After the tagline, the description text does not increase my excitement about the game. I don't know or care about the "World Space Exploration Asociation’s Explorers" (watch out for the typo, by the way), and I've never heard of the book series. Given that the author is not a well-known figure in science fiction, the text will be more effective if it focuses more on why the gameplay is fun than on the game or the author's universe.
I would not emphasize the "millions of combinations" or even the replayability. Most games are lucky to hit the table twice in a lot of today's game groups (especially since we're all playing live-action Pandemic, which puts a crimp in get-togethers) , so the claim that this will "be a feature at your game nights for years to come" is a bit of an eyebrow-raiser.

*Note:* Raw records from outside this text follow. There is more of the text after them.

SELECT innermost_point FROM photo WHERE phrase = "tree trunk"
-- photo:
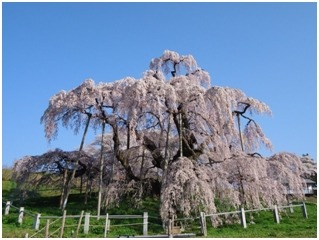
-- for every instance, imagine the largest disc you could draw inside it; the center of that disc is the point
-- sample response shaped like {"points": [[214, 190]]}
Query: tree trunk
{"points": [[67, 186], [240, 134], [101, 171]]}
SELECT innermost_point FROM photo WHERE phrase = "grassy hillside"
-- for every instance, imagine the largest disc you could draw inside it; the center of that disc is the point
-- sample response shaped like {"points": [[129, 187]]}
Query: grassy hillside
{"points": [[262, 224]]}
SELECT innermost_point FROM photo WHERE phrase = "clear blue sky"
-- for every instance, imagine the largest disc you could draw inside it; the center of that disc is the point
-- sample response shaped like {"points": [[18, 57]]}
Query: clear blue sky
{"points": [[268, 50]]}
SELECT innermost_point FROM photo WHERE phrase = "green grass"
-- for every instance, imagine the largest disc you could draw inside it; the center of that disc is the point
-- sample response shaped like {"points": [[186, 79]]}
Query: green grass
{"points": [[292, 225]]}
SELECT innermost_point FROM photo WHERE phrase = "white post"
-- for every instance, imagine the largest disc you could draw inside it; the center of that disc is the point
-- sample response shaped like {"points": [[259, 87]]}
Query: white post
{"points": [[21, 211], [63, 224], [47, 226], [276, 215], [243, 218], [6, 211], [106, 224], [291, 208], [169, 228], [86, 223], [304, 210], [36, 222], [145, 222], [203, 224]]}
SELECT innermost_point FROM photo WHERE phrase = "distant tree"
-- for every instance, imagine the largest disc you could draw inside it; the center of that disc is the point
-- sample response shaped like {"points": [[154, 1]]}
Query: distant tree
{"points": [[72, 108], [52, 169], [175, 136]]}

"Train your crew of Star Travelers as you explore the galaxy, discover new planets, and defeat the alien threat to Earth. " would be a pretty solid lead-off, from which you can segue into the second paragraph that summarizes how to play. After that, I'd hand off to the graphic explanation and let that do the work.

Video 4/5

The video brings out the setting well. It's witty and looks a lot higher-budget than it probably is. (It also goes a little too deep into the game details -- we don't need to know *exactly* how a round ends, for instance -- but that's okay.)
I would move the video below the graphic explanation, simply because people are likely make the additional commitment to watching the video once they've gotten a positive impression. Think of each step (short text -> graphic explanation -> video) as stepping up the potential customer's investment in the game, hopefully to the point of hitting the buy button.